And that's the punchline of Joker. The mass media craze interpreting this movie as some vague propaganda is perfectly mirrored by the protesters pasting their ideologies onto the necessarily selfish Joker, using him as a catalyst to start a violent revolution, one in which they save Arthur from the police and cheer him, showering him with attention, the only thing he ever wanted. He did not orchestrate it, merely latched onto it. He does not care about their ideals. He is not political. It can hardly even be said that he is using them, more that his benefit is purely incidental. Truly, they are all clowns.

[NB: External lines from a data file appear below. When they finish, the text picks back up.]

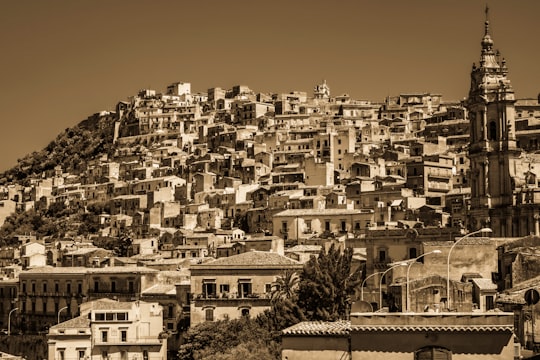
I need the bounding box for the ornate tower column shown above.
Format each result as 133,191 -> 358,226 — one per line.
466,8 -> 521,236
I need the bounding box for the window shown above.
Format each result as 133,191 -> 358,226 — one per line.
486,295 -> 495,311
203,280 -> 216,298
414,346 -> 452,360
204,308 -> 214,321
488,121 -> 497,140
379,249 -> 386,262
238,279 -> 251,298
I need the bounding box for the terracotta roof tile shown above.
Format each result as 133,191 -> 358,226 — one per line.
192,251 -> 301,268
51,315 -> 90,329
282,321 -> 513,336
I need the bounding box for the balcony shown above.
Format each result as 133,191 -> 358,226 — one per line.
193,293 -> 272,307
94,336 -> 163,347
373,258 -> 392,270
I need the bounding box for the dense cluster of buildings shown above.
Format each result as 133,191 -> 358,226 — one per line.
0,9 -> 540,360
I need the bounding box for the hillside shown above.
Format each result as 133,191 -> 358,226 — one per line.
0,114 -> 114,185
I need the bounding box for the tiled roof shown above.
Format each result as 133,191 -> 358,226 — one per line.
282,321 -> 513,336
351,325 -> 514,332
88,266 -> 159,274
274,209 -> 373,216
285,245 -> 322,252
471,278 -> 497,290
282,321 -> 351,336
192,251 -> 301,269
142,284 -> 176,295
21,266 -> 89,274
51,315 -> 90,329
90,298 -> 133,310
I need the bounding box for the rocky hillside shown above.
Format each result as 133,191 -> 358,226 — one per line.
0,114 -> 114,184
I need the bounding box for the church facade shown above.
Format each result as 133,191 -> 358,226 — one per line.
466,10 -> 540,237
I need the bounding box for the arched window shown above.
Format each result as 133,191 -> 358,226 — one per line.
488,121 -> 497,140
414,346 -> 452,360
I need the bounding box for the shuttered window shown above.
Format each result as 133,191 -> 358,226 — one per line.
414,347 -> 452,360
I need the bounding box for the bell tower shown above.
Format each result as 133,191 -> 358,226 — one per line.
466,7 -> 521,236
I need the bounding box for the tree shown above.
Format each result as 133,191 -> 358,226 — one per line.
298,245 -> 361,321
178,317 -> 279,360
272,269 -> 300,302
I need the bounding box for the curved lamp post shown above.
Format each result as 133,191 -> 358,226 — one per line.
8,308 -> 19,335
57,306 -> 68,324
360,271 -> 384,301
446,228 -> 493,310
379,262 -> 408,310
405,250 -> 442,312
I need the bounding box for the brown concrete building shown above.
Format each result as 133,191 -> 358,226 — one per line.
281,312 -> 519,360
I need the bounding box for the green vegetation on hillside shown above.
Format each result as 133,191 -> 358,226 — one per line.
0,117 -> 114,184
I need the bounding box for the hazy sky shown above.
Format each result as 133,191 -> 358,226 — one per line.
0,0 -> 540,171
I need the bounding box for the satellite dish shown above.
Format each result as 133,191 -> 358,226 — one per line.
351,300 -> 373,313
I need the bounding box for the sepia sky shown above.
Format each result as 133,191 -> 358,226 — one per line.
0,0 -> 540,171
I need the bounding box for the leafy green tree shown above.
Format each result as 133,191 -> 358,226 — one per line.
298,245 -> 361,321
272,269 -> 300,302
178,317 -> 279,360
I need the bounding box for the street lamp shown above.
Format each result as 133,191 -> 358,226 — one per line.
57,306 -> 68,324
8,308 -> 19,335
360,271 -> 383,301
405,250 -> 442,312
446,228 -> 493,310
379,262 -> 408,310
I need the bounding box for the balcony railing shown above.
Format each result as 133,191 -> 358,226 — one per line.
193,293 -> 272,300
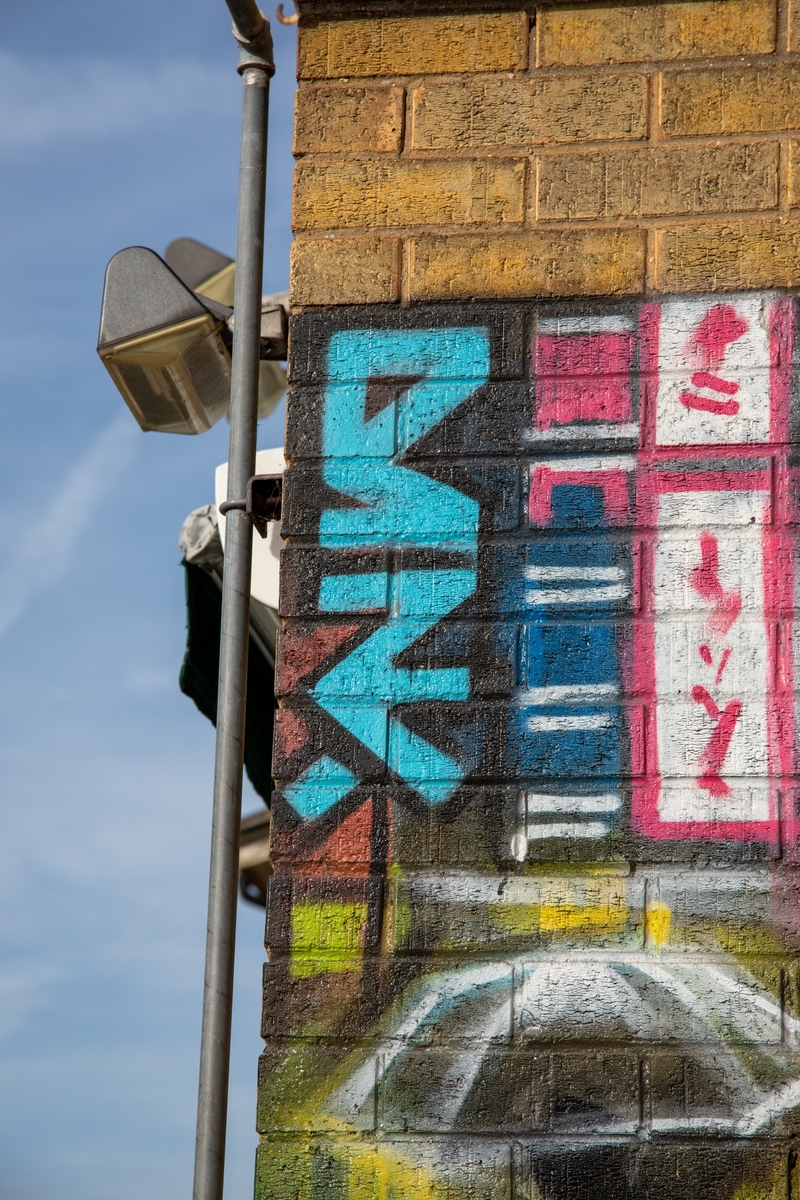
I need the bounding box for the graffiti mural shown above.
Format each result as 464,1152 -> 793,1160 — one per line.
258,293 -> 800,1200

Joker is good. It's not mind-blowing by any stretch, and it's been made before, and better. But it came out at the perfect time. Joker arrives after the effective end of the Marvel Cinematic Universe, being the first major comic book movie since Dark Phoenix (gag) back in June, and it blows everything preceding it out of the water. I genuinely consider it the perfect bookend to the 2010s, a decade which began with Iron Man 2 and which was filled with repetitive, soulless, lowest-common-denominator superhero schlock. In addition, this is a period where every piece of art has to carry a political message and Joker deliberately takes no stance. It simply lays the issues bare. It's very clever sleight-of-hand: while you can't excuse Arthur's actions, you also can't ignore the circumstances that moulded him. It puts your average viewer in a very uncomfortable position, and it's clear Todd Philips expected that some people 'wouldn't get it'.